Flying In The Alps
The most famous mountains in the world have always beckoned. A few years ago, this U.S.-based pilot answered the call.
European pilots have it bad, I know. They've got sky-high fuel prices, landing fees, and a nanny-state mentality to flying around in what we think of in the States as our airspace. No wonder so many European pilots come here to go flying. It's what God intended flying to be.
That all said, at some point in my life, I knew I just had to make the opposite-direction commute and go to Europe to fly---and this is really specific, I know---in the Alps. Why the Alps? Apart from them being incredibly gorgeous---have you ever seen them?---they are historically significant, too. I trace my fascination back to something from my youth, and, no, it wasn't "The Sound Of Music." It was a book called "Third Man On The Mountain" by James Ramsey Ullman, which later became a Walt Disney movie. The original title of the book was "Banner In The Sky," but Disney was better at writing titles than Ullman was, apparently, and the version that my seventh-grade class read had been retitled. It's the one positive thing I remember about English class that year at Hawley Junior High, well, besides Molly Unsworth, the girl three rows back I had a big crush on. I don't remember the teacher's name. PTSD, I'm guessing. She had a ruler and wasn't afraid to use it!

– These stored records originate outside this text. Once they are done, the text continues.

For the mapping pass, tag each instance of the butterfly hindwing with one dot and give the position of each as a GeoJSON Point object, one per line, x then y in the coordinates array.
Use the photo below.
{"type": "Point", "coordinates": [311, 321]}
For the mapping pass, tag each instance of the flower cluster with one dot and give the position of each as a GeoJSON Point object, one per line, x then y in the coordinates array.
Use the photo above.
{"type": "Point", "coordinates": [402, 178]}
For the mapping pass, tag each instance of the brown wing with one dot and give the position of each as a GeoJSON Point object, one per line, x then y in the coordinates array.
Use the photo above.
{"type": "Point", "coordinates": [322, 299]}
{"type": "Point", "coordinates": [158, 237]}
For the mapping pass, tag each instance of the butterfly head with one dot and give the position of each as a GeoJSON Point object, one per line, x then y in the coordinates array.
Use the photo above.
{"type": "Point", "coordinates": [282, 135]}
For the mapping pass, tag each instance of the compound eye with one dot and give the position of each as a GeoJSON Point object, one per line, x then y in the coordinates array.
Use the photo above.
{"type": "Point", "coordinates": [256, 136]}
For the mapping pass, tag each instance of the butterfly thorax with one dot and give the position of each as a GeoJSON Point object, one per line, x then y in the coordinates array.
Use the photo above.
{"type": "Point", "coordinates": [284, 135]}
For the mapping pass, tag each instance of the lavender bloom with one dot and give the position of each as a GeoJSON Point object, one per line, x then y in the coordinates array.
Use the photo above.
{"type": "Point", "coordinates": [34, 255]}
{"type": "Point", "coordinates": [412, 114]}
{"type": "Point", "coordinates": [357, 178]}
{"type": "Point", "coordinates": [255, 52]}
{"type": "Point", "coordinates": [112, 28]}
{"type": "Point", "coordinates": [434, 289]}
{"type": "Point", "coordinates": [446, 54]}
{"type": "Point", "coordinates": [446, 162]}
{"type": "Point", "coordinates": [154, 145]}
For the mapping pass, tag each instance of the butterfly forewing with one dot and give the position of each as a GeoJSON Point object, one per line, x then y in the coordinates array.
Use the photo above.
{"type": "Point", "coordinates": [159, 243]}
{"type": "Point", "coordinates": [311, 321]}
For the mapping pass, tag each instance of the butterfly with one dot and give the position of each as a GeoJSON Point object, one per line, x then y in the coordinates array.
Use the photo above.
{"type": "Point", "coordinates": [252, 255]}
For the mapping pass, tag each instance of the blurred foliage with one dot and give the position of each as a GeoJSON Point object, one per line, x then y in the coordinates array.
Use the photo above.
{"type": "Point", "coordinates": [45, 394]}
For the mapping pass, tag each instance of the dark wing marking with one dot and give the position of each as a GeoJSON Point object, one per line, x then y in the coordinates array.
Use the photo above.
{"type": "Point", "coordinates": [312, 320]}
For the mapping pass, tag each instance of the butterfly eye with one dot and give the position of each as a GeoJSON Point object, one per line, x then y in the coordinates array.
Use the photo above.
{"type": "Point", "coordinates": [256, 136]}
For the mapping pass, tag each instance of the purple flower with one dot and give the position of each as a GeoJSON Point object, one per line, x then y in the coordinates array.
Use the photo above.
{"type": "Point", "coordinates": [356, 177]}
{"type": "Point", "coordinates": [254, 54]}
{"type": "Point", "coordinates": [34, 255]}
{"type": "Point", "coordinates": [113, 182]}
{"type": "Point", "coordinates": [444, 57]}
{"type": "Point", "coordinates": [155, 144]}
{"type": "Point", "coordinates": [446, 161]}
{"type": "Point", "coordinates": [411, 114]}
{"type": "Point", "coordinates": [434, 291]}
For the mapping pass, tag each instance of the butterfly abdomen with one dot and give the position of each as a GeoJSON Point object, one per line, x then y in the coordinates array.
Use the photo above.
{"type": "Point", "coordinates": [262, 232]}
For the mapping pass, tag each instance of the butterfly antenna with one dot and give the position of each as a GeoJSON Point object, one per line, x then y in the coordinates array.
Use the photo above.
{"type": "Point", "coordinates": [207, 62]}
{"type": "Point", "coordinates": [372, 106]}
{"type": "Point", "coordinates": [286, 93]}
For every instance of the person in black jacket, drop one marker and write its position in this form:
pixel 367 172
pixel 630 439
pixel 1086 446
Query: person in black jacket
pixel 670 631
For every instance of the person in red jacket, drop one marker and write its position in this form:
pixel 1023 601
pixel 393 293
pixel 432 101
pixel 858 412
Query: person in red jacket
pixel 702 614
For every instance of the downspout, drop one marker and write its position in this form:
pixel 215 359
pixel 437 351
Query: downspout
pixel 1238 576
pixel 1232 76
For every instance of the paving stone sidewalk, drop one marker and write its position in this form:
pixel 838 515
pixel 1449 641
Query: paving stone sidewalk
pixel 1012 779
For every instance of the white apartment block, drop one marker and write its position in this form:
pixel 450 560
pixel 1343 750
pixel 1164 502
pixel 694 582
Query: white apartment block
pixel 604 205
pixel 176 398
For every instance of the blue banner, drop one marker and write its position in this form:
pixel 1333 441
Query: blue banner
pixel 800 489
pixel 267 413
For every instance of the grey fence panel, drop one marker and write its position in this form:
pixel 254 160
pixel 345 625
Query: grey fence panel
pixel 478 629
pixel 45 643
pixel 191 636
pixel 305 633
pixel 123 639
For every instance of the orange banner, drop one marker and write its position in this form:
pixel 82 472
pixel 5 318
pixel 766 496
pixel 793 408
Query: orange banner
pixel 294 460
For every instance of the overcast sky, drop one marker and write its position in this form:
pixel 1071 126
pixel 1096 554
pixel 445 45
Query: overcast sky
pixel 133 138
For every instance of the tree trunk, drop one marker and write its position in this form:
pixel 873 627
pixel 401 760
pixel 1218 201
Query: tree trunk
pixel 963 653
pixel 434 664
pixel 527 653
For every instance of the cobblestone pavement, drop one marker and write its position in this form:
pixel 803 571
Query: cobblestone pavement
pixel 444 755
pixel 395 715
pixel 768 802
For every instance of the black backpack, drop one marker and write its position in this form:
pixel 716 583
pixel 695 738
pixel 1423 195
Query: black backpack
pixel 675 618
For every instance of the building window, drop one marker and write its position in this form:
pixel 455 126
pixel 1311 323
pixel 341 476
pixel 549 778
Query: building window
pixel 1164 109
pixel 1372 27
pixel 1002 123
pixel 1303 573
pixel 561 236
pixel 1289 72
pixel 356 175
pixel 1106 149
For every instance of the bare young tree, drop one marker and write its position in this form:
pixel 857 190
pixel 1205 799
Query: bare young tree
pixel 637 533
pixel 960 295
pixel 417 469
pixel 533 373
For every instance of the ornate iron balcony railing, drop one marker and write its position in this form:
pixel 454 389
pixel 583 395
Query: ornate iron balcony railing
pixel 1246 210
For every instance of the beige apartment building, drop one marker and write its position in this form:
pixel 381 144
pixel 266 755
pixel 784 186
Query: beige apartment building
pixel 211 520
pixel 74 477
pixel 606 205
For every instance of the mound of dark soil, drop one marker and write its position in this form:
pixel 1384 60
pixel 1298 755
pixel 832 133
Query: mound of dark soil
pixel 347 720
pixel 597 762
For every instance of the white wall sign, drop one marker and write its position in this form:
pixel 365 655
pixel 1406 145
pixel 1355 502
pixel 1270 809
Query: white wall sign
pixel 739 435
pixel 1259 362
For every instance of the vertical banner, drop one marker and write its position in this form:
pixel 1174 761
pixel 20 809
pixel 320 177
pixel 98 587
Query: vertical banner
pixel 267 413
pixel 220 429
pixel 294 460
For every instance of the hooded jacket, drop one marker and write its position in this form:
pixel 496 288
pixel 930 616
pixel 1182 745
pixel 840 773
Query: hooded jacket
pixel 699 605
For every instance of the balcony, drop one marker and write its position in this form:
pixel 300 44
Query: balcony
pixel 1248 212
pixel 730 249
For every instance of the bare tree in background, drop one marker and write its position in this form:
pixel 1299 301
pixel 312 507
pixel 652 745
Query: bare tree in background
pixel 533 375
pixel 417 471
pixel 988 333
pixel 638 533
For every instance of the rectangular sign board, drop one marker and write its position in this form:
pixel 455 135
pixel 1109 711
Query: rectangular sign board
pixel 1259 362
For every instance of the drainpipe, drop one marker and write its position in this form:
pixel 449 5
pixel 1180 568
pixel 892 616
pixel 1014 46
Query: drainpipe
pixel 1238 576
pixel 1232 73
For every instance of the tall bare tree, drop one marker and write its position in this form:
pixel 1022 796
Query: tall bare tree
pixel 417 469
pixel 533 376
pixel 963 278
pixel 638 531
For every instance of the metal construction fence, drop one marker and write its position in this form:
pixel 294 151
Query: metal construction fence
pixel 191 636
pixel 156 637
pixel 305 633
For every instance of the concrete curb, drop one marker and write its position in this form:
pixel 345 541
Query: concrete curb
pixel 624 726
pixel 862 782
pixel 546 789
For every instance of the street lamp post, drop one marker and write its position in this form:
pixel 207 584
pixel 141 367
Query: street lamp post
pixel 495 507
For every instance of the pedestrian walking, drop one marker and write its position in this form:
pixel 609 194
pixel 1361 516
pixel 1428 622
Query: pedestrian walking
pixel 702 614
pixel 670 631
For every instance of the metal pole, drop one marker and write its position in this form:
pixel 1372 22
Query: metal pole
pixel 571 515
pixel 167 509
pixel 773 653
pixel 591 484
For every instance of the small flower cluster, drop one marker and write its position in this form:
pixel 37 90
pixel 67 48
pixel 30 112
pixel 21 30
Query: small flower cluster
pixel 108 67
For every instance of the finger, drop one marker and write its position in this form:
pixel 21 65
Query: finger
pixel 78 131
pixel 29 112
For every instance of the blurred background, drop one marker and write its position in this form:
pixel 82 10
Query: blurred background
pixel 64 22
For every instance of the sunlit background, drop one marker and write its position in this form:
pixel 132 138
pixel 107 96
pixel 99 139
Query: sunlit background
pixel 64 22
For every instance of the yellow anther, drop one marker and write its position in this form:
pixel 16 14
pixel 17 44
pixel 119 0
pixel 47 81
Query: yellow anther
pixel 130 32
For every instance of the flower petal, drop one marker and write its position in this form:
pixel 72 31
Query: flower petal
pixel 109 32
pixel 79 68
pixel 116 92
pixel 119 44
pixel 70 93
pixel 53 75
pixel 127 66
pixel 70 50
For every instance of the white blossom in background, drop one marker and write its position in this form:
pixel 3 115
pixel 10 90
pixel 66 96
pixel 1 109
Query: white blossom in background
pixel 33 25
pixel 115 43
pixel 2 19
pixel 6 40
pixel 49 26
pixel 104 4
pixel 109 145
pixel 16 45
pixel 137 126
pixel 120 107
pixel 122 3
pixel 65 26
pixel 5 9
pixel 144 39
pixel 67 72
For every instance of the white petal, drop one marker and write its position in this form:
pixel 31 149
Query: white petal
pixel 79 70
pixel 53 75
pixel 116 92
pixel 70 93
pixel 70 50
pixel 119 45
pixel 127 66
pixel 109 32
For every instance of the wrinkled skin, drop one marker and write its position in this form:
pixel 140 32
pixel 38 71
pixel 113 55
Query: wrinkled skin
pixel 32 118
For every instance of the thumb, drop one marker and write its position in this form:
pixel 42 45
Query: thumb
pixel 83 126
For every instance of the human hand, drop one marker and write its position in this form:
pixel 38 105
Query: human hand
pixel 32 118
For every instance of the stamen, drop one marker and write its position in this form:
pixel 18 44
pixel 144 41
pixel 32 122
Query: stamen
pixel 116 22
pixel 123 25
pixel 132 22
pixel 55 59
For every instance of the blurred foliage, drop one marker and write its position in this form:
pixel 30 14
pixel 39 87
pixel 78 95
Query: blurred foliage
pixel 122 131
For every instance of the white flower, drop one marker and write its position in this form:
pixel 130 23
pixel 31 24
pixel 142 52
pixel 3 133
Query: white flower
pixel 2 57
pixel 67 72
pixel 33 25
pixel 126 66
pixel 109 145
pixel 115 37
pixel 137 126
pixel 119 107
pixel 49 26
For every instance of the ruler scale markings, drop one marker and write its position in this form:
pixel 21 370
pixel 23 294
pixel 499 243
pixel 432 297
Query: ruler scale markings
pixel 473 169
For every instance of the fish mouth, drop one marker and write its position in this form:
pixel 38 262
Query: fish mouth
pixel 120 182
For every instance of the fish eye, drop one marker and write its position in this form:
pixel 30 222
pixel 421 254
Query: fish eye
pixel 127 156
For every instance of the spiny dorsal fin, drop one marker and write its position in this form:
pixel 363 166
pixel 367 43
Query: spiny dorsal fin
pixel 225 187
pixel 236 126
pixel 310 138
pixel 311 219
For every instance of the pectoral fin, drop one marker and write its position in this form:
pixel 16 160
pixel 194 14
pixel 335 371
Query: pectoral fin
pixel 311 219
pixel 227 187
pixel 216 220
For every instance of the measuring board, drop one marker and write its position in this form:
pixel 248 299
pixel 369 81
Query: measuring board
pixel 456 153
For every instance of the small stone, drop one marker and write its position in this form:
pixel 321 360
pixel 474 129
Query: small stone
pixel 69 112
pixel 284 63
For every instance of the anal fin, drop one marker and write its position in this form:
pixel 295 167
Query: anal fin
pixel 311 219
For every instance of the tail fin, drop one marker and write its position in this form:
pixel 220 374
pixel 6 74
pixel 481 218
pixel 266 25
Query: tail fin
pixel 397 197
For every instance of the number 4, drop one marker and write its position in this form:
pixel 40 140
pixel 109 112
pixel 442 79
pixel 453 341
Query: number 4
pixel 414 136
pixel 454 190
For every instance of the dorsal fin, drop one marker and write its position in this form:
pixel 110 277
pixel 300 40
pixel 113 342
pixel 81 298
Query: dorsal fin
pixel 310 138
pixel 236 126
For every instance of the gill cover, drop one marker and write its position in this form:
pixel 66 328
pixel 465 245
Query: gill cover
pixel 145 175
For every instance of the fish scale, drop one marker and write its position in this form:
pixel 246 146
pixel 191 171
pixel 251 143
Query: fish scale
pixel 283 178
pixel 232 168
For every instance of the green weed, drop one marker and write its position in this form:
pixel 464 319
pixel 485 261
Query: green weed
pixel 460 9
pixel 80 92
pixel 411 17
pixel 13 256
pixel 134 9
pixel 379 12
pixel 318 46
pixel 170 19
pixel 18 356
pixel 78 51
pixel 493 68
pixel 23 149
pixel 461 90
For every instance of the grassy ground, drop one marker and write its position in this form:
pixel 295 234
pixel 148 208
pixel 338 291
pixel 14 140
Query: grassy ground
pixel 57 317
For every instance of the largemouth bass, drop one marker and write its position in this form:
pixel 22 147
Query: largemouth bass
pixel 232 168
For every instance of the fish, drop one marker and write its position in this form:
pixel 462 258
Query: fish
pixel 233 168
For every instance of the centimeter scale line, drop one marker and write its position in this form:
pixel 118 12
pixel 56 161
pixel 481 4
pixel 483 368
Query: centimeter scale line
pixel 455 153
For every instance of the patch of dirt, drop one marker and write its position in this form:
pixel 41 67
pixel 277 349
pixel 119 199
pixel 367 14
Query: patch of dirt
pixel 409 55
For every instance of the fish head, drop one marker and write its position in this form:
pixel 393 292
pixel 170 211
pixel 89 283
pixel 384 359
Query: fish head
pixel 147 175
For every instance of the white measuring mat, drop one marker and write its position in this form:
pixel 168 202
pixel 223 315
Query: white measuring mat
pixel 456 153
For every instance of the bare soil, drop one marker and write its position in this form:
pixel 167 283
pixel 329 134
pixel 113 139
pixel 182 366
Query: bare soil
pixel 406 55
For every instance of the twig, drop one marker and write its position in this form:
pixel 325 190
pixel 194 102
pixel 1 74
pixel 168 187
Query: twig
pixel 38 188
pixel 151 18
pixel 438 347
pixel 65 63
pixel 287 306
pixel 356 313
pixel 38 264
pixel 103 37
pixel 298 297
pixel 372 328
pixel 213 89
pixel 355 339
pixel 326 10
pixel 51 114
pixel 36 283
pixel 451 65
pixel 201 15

"Third Man on the Mountain" was about a kid around our age who sets out to climb the Matterhorn in honor of the father he never knew, who was killed while trying the same feat. There were ropes breaking, treacherous competitors, a terrible storm and one scary climbing scene after the other. We were supposed to read one chapter every few days. I read the whole book the first night we got it. Then I read it again. And again. Three times. That was it. I haven't read it since, but I was hooked---not on the book but on the Alps! I became a rock climber in my 20s but never really cared about the Matterhorn. What I loved and still do is flying. I figured I needed to merge those two somehow, some way.
My chance to see those Alps came when I took the opportunity to visit Vienna, Austria, on a work trip one early summer. I pulled a few strings and arranged a flight with the folks at the Diamond factory in Wiener Neustadt, south of Vienna at the foot of the majestic Alps. Toward the end of WWII, the Nazis built Messerschmitts in factories carved out of solid rock. By that point, it was the only way they could build airplanes without being bombed by B-17s.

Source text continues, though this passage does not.